Even the interviewer was suffering from his narrative, if he was telling a story in a pub it would end with “to cut a long story short” we’d all reply “too fucking late you boring ****”.
 
Just submitted a complaint to the BBC, I encourage other fans to keep calling them out in their biased reporting.

"As an institution the BBC consistently reports on Manchester United in a favourable and biased way compared to all other football clubs. For instance the second leading news headline on the football supporter wearing the number 97 and the words "not enough" an offensive reference to the Hillsborough disaster, the BBC failed to point out the supporter was actually wearing a "Manchester United top", references were made to the incident occurring at the match between Manchester City and United, but the vital fact it was a United shirt was deliberately omitted. Readers of the news article were left in the dark who's shirt the offending fan was wearing.

Both Simon Stone in his article on Manchester City’s Chairman's address and Dan Roan in his coverage of the City treble winning parade lead with negative references about PL charges, although as yet they are unproven.
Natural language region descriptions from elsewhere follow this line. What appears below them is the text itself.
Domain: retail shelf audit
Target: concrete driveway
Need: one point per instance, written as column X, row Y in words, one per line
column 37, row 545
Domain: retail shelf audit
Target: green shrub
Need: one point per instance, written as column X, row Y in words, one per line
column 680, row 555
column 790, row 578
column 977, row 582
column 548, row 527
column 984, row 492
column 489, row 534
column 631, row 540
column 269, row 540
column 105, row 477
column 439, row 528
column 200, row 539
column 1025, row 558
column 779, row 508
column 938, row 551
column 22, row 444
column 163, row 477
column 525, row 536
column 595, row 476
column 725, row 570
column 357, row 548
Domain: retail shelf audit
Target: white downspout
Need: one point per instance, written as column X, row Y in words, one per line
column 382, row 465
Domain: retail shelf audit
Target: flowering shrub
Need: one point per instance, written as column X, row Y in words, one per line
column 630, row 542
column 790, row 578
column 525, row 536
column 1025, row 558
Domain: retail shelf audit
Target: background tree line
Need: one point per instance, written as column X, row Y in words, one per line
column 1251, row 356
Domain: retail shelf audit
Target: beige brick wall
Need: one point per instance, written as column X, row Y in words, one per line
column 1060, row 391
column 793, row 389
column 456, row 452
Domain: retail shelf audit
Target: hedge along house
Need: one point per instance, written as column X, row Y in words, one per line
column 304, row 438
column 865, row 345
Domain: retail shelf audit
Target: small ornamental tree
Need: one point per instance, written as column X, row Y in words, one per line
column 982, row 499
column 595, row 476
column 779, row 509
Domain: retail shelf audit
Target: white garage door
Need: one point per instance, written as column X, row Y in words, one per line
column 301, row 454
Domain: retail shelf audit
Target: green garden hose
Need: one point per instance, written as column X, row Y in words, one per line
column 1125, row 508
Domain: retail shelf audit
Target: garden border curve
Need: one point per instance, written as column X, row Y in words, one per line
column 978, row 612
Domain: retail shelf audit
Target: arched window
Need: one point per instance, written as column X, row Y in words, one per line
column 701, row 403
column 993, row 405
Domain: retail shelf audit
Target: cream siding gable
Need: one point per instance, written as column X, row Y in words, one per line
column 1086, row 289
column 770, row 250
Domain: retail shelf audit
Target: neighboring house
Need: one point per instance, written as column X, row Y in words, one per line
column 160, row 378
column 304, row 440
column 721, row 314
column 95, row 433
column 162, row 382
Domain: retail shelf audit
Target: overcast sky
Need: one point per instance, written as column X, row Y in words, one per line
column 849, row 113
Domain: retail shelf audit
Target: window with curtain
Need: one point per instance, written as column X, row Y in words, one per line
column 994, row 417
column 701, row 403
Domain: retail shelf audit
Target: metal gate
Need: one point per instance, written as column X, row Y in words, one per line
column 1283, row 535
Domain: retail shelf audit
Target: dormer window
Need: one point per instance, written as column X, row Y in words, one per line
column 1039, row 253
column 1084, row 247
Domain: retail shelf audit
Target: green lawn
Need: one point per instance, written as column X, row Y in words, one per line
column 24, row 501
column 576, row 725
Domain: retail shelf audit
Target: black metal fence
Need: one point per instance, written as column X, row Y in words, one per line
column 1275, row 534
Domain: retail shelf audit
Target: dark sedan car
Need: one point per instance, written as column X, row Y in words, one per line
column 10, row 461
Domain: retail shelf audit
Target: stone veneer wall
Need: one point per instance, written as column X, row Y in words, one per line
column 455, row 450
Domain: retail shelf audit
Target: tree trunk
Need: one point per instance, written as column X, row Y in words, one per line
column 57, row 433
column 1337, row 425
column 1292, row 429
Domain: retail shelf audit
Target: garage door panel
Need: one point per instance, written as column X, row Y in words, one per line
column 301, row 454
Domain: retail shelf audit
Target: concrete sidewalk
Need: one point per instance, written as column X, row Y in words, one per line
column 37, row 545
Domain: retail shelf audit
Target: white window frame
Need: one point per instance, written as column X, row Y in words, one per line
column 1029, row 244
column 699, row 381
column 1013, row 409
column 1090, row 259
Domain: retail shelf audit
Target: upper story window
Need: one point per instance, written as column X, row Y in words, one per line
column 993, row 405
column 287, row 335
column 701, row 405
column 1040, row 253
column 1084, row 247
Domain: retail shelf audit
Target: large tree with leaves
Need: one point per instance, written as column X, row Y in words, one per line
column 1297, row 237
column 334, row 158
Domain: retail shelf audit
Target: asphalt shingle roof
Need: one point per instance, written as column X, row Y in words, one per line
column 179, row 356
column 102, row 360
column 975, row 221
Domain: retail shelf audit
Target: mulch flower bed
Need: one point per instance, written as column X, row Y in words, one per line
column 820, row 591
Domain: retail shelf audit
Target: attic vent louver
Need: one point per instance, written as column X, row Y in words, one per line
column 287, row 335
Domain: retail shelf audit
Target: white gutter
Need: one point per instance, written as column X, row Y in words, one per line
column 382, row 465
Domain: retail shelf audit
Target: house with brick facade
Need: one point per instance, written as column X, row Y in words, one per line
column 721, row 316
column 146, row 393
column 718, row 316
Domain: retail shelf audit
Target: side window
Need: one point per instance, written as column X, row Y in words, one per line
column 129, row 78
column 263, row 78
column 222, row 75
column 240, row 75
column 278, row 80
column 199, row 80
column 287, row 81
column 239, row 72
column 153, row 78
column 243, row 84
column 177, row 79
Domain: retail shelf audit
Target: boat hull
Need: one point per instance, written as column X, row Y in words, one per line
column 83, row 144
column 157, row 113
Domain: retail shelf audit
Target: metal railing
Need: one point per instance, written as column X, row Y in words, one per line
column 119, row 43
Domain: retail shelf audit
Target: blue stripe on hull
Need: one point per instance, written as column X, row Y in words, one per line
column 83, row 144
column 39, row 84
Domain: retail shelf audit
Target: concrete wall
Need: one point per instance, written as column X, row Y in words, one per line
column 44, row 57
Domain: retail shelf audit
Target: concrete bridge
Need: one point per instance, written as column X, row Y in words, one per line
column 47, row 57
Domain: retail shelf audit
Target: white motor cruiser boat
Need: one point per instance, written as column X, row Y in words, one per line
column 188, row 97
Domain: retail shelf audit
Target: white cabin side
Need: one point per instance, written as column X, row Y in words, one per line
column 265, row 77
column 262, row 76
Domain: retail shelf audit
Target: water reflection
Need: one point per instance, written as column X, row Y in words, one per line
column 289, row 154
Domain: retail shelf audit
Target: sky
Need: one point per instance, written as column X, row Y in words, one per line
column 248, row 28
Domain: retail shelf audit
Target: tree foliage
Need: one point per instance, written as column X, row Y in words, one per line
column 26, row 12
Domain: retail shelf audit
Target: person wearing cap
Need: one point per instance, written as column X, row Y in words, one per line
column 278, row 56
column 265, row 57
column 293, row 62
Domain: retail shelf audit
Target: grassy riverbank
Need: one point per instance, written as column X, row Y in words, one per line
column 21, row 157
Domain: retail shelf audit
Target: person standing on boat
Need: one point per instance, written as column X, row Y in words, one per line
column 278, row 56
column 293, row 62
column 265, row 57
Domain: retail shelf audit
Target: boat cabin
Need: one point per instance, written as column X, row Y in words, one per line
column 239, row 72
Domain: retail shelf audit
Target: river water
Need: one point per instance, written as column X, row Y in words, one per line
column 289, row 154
The actual football achievement was secondary.

Several articles are written about Manchester United looking to sign Kane, Rice and others this summer although they are more likely to be at other clubs.

The football sports gossip section on transfers consistently leads with fantasy 'fan boy' stories about Manchester United, while other clubs such as Manchester City are written about in a consistently negative way, invariably focusing on who's leaving the club rather than new arrivals.

Perhaps the consistent biased coverage in favour of Manchester United has a subconscious element, but more likely there is a large number of Manchester United fans in the BBC that find it very difficult to report news in a fair and independent manner."
They will probably rejoice in that, because it's all about clicks rather than actual content, if Fred the Red from hampshire is clicking on it then job done, it's not fair I know and we who actually pay for the service should expect unbiased coverage, I would have thought that writing to OFCOM would be better
 
Even the interviewer was suffering from his narrative, if he was telling a story in a pub it would end with “to cut a long story short” we’d all reply “too fucking late you boring ****”.

I wonder if he’d said that the premier league has been built as the flag ship league to wash the atrocities at the hands of the British empire. He could have then talked about Dr David Kelly & how many believe he was murdered before talking about the exorbitant wealth of the premier league attracting all the talent, making it a vacuum & driving costs up around the world where no one could compete.